Crowdsourced document analysis and MP expenses
20th December 2009
As you may have heard, the UK government released a fresh batch of MP expenses documents a week ago on Thursday. I spent that week working with a small team at Guardian HQ to prepare for the release. Here’s what we built:
http://mps-expenses2.guardian.co.uk/ Updated March 2021: all links now go to the Internet Archive
It’s a crowdsourcing application that asks the public to help us dig through and categorise the enormous stack of documents—around 30,000 pages of claim forms, scanned receipts and hand-written letters, all scanned and published as PDFs.
This is the second time we’ve tried this—the first was back in June, and can be seen at mps-expenses.guardian.co.uk. Last week’s attempt was an opportunity to apply the lessons we learnt the first time round.
Writing crowdsourcing applications in a newspaper environment is a fascinating challenge. Projects have very little notice—I heard about the new document release the Thursday before giving less than a week to put everything together. In addition to the fast turnaround for the application itself, the 48 hours following the release are crucial. The news cycle moves fast, so if the application launches but we don’t manage to get useful data out of it quickly the story will move on before we can impact it.
ScaleCamp on the Friday meant that development work didn’t properly kick off until Monday morning. The bulk of the work was performed by two server-side developers, one client-side developer, one designer and one QA on Monday, Tuesday and Wednesday. The Guardian operations team deftly handled our EC2 configuration and deployment, and we had some extra help on the day from other members of the technology department. After launch we also had a number of journalists helping highlight discoveries and dig through submissions.
The system was written using Django, MySQL (InnoDB), Redis and memcached.
Asking the right question
The biggest mistake we made the first time round was that we asked the wrong question. We tried to get our audience to categorise documents as either “claims” or “receipts” and to rank them as “not interesting”, “a bit interesting”, “interesting but already known” and “someone should investigate this”. We also asked users to optionally enter any numbers they saw on the page as categorised “line items”, with the intention of adding these up later.
The line items, with hindsight, were a mistake. 400,000 documents makes for a huge amount of data entry and for the figures to be useful we would need to confirm their accuracy. This would mean yet more rounds of crowdsourcing, and the job was so large that the chance of getting even one person to enter line items for each page rapidly diminished as the news story grew less prominent.
The categorisations worked reasonably well but weren’t particularly interesting—knowing if a document is a claim or receipt is useful only if you’re going to collect line items. The “investigate this” button worked very well though.

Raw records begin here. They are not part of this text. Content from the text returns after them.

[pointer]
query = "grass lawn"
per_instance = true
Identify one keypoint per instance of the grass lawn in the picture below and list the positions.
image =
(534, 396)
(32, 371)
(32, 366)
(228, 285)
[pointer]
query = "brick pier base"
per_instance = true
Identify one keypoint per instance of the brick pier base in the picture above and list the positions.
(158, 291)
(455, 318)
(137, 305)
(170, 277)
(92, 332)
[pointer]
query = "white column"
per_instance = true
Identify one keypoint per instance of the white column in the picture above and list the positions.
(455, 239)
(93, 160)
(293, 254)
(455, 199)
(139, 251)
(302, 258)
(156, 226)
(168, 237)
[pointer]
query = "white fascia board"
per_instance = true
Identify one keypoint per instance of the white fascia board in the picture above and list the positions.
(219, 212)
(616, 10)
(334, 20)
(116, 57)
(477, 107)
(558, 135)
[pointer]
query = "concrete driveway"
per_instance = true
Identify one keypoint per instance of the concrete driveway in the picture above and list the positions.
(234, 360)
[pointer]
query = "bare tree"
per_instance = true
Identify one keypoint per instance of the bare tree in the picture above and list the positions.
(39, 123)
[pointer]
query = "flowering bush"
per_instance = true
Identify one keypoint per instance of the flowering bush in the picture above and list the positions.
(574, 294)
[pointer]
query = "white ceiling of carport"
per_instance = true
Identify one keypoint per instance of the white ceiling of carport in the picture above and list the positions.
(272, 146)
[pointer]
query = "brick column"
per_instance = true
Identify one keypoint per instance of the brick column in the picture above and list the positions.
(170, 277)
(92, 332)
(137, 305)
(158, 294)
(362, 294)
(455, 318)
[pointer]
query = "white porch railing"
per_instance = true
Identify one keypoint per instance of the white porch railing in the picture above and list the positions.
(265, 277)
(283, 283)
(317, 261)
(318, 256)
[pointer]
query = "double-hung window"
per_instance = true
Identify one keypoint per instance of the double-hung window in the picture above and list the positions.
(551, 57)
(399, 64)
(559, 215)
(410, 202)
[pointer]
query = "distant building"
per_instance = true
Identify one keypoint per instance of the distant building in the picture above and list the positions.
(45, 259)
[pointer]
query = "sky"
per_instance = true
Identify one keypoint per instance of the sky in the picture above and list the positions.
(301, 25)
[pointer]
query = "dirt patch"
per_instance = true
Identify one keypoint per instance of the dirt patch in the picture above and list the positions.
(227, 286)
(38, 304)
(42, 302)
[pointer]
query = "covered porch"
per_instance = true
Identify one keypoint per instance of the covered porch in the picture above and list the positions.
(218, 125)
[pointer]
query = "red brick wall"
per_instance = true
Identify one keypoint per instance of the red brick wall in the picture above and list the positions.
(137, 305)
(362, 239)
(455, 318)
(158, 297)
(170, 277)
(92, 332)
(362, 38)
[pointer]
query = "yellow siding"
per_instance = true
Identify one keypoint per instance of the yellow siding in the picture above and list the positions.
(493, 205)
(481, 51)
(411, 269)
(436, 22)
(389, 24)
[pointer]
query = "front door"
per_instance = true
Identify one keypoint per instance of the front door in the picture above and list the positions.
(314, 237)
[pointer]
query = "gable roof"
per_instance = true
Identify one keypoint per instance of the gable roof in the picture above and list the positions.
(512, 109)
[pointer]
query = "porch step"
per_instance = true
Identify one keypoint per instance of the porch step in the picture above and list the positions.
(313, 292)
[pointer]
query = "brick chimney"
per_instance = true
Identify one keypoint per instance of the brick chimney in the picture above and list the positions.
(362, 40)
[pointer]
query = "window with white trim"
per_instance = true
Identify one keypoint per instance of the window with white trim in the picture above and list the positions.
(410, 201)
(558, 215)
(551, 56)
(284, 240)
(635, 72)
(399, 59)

We completely changed our approach for the new system. We dropped the line item task and instead asked our users to categories each page by applying one or more tags, from a small set that our editors could control. This gave us a lot more flexibility—we changed the tags shortly before launch based on the characteristics of the documents—and had the potential to be a lot more fun as well. I’m particularly fond of the “hand-written” tag, which has highlighted some lovely examples of correspondence between MPs and the expenses office.
Sticking to an editorially assigned set of tags provided a powerful tool for directing people’s investigations, and also ensured our users didn’t start creating potentially libelous tags of their own.
Breaking it up in to assignments
For the first project, everyone worked together on the same task to review all of the documents. This worked fine while the document set was small, but once we had loaded in 400,000+ pages the progress bar become quite depressing.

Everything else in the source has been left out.